1.1. Gebruikte begrippen en afkortingen

wet:

Wet belastingen op milieugrondslag

besluit:

Uitvoeringsbesluit belastingen op milieugrondslag

wet WOZ:

Wet waardering onroerende zaken

2. Afvalstoffenbelasting

2.1. Bovenafdichtingsconstructie

Materiaal dat wordt gebruikt voor het realiseren van een bovenafdichtingsconstructie wordt niet tot afvalstoffen gerekend (artikel 22, tweede lid, van de wet en artikel 4, onderdeel c, van het besluit). De bovenafdichtingsconstructie wordt boven op de egalisatie-/steunlaag aangebracht en bestaat uit een minerale en een synthetische component. De minerale component is veelal een zand/bentoniet mengsel en de synthetische component een HDPE-folie.

Hierbij kan het zogenoemde Hydrostab een vervanger voor het zand/bentoniet mengsel zijn. Indien de Advieskamer Stortbesluit heeft aangegeven dat een bovenafdichtingsconstructie van Hydrostab met een synthetische laag gelijkwaardig is aan een bovenafdichtingsconstructie van een zand/bentoniet mengsel met een synthetische laag, wordt de Hydrostab beschouwd als een onderdeel van de bovenafdichtingsconstructie. In dat geval is het redelijk dat het gebruik van componenten in de Hydrostab niet beschouwd wordt als het storten van afvalstoffen. Het is hierbij niet van belang dat enkele componenten afvalstoffen waren voordat zij werden toegepast in de bovenafdichtingsconstructie.

2.2. Verhoudingsgetal

De strikte toepassing van het verhoudingsgetal (artikel 27, derde en vierde lid, van de wet) kan bij bepaalde discontinue productieprocessen tot een financieringsnadeel leiden. Het betreft processen met sterk wisselende intensiteit, waarbij zich tussen het begin en het eind van het kalenderjaar relatief grote voorraadmutaties voordoen.
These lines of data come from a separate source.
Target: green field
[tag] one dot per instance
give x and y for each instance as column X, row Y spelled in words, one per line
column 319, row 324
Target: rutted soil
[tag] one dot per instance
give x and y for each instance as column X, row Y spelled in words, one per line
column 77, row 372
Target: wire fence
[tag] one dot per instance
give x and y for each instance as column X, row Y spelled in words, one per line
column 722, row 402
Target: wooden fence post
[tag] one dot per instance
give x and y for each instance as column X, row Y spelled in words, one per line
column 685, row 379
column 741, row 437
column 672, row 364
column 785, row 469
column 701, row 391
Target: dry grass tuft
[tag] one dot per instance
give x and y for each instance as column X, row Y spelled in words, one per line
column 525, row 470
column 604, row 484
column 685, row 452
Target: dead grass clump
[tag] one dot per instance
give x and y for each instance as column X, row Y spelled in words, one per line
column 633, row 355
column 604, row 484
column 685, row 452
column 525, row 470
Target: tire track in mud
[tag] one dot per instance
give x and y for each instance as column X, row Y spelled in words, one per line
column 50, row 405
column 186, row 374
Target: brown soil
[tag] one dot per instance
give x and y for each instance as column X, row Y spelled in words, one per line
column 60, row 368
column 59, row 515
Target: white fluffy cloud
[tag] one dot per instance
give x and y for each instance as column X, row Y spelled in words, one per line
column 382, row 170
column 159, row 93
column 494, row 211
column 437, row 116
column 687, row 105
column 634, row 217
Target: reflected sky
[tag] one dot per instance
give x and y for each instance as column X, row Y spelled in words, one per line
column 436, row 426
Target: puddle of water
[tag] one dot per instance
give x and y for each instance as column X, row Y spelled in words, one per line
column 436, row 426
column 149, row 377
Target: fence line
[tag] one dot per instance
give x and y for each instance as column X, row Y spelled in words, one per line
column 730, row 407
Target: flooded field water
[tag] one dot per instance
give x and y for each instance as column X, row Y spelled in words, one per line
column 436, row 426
Bij dergelijke processen zullen niet alle afvalstromen die in enig kalenderjaar in de heffing van de afvalstoffenbelasting zijn betrokken ook in datzelfde kalenderjaar de stortinrichting weer verlaten in een andere verschijningsvorm of in de vorm van een ander product. Het financieringsnadeel ontstaat omdat bij de toepassing van het verhoudingsgetal de herrekening op basis van de werkelijke cijfers moet plaatsvinden na afloop van het kalenderjaar.

Goedkeuring

Om dit financieringsnadeel te voorkomen keur ik met toepassing van artikel 63 van de Algemene wet inzake rijksbelastingen (hardheidsclausule) goed, dat bij de herrekening na afloop van het kalenderjaar in voorkomend geval rekening wordt gehouden met de toe- en afnamen van voorraden tussen het begin en het eind van het kalenderjaar. De Belastingdienst levert bij de toepassing van deze goedkeuring zoveel mogelijk maatwerk. Hij houdt hierbij rekening met de feiten en omstandigheden zoals die zich in de praktijk zullen voordoen.

3. Kolenbelasting

3.1. Vervoersopdracht

Het brengen van kolen die zijn geplaatst onder een communautaire douaneregeling naar een inrichting wordt niet als invoer aangemerkt (zie artikel 35, tweede lid, onderdeel c, van de wet), mits een vervoersopdracht is afgegeven door of in opdracht van de vergunninghouder van de inrichting waarnaar de kolen worden overgebracht (zie artikel 14, eerste lid, van het besluit). De vraag is gesteld, of de vervoersopdracht achterwege kan blijven als de kolen bij het in het vrije verkeer brengen fysiek niet worden verplaatst.

Goedkeuring

Op grond van artikel 63 van de Algemene wet inzake rijksbelastingen (hardheidsclausule) keur ik goed dat de vervoersopdracht, bedoeld in artikel 14, eerste lid, van het besluit, onder de volgende voorwaarden achterwege blijft:

  • de kolen worden niet fysiek verplaatst;

  • alle relevante gegevens, vereist voor de vervoersopdracht, zijn vastgelegd zowel in de administratie van degene die de kolen in het vrije verkeer brengt als in die van de ontvangende inrichting.

4. Energiebelasting

4.1. Begrip aansluiting; complexbepaling

Onder een aansluiting wordt verstaan een aansluiting van een in Nederland gelegen onroerende zaak op een Nederlands distributienet waaruit elektriciteit of aardgas aan de verbruiker wordt geleverd (artikel 47, eerste lid, onderdeel f, van de wet). Voor het begrip onroerende zaak wordt verwezen naar de wet WOZ (artikel 16, onderdelen a tot en met e). Een samenstel van gebouwde of ongebouwde eigendommen – of een gedeelte hiervan – die bij eenzelfde rechtspersoon in gebruik zijn en die naar de omstandigheden beoordeeld bij elkaar horen, wordt als één onroerende zaak aangemerkt (de complexbepaling; artikel 16, onderdeel d, van de wet WOZ). Om een aantal objecten aan te kunnen merken als één onroerende zaak is het niet voldoende dat deze bij eenzelfde (rechts)persoon in gebruik zijn. Gelet op de feitelijke situatie, moet er sprake zijn van een eenheid, waarbij fysieke criteria doorslaggevend zijn. Het gaat bijvoorbeeld om een woning met schuur en tuin of een fabriekscomplex bestaande uit een kantoorgebouw, fabrieksruimte en een opslagterrein. Het is niet zo dat alle vestigingen binnen een provincie of binnen Nederland die behoren tot één concern als één onroerende zaak (en dus als één aansluiting) kunnen worden aangemerkt.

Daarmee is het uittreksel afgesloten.